I need to know more. Teddy...his pain...more clues...
No, don’t. You can figure this out.
How? I know nothing. One...two...three...seven...eight. Eight other women in the office. It could be any one of them. And if it’s one of the guys...how many women do they know? It’s impossible. Why does she have Brian’s wedding ring? No idea. None whatsoever. Affair? Maybe. Kidnapped him and took it? Murdered him and took it? Why me? Why now? Why two years later?
I could ask Teddy...what if he saw her face?
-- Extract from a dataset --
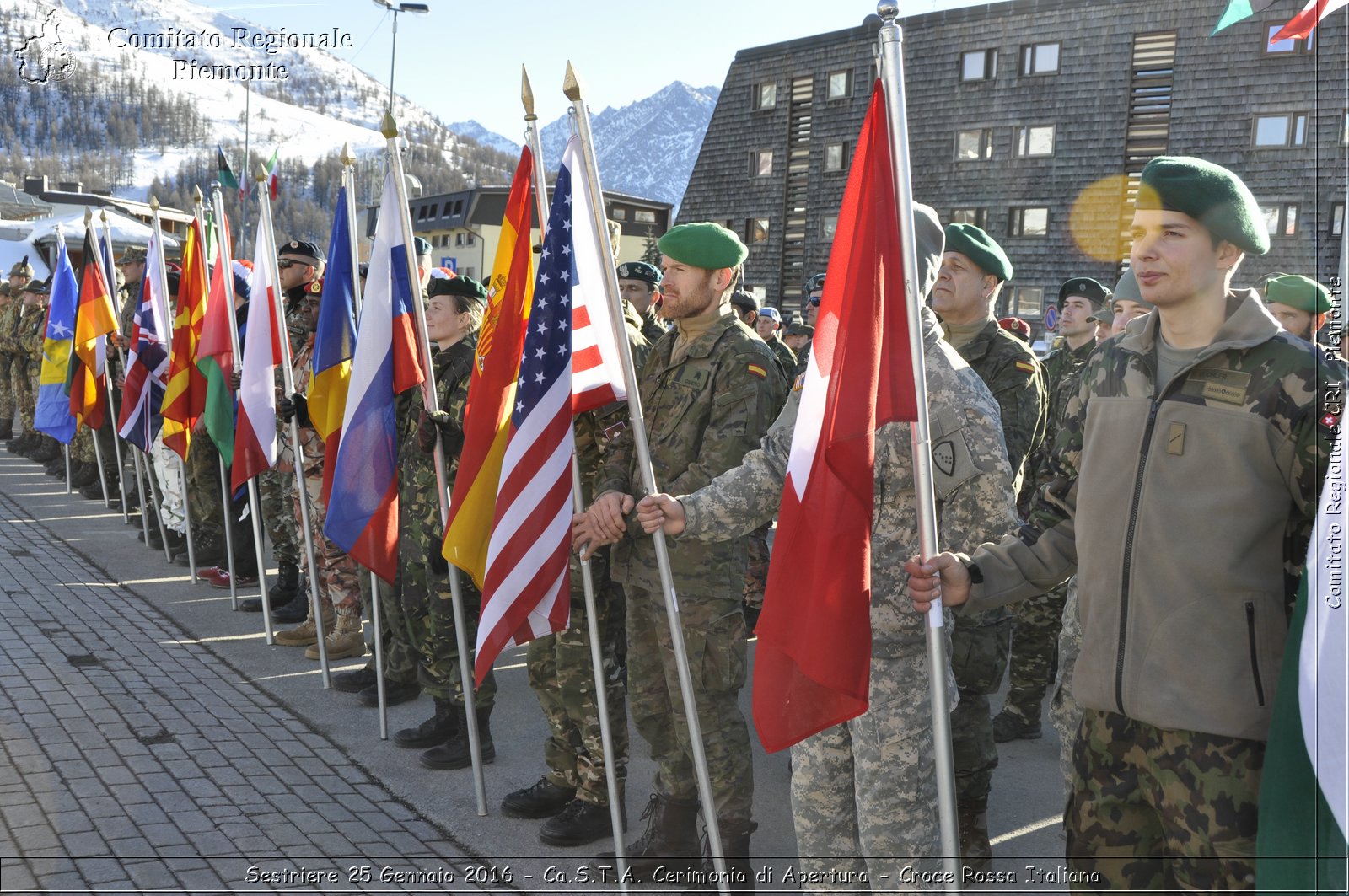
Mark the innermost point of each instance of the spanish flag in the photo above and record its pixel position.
(492, 386)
She clambered around inside the cage, felt the metal bars digging into her knees. She thought about tugging at the blanket, slipping it off so she could see him, but that would be against the rules. Breaking them would result in another phone call, another scream from one of her children in pain because she refused to obey.
“Teddy,” she whispered. “
Teddy
. Wake up.”
Sara cocked an ear, listened over her shoulder. Tried to hear any movement coming from the other room. Earlier, who knows how long ago, she’d heard the tall man moving around, followed by the front door slamming. Was he gone? Sitting on the front porch? Taking a leak out in the woods?
I need to pee...almost hurts...
“Teddy? Can you hear me?”
She heard him inhale, imagined him waking up, opening his eyes. Panic setting in as he realized that it wasn’t a dream, that he was tied to a chair in a pitch black room. He mumbled her name through the gag. It came out as a question, testing the space in front of him, like he was unsure if her voice was truly there.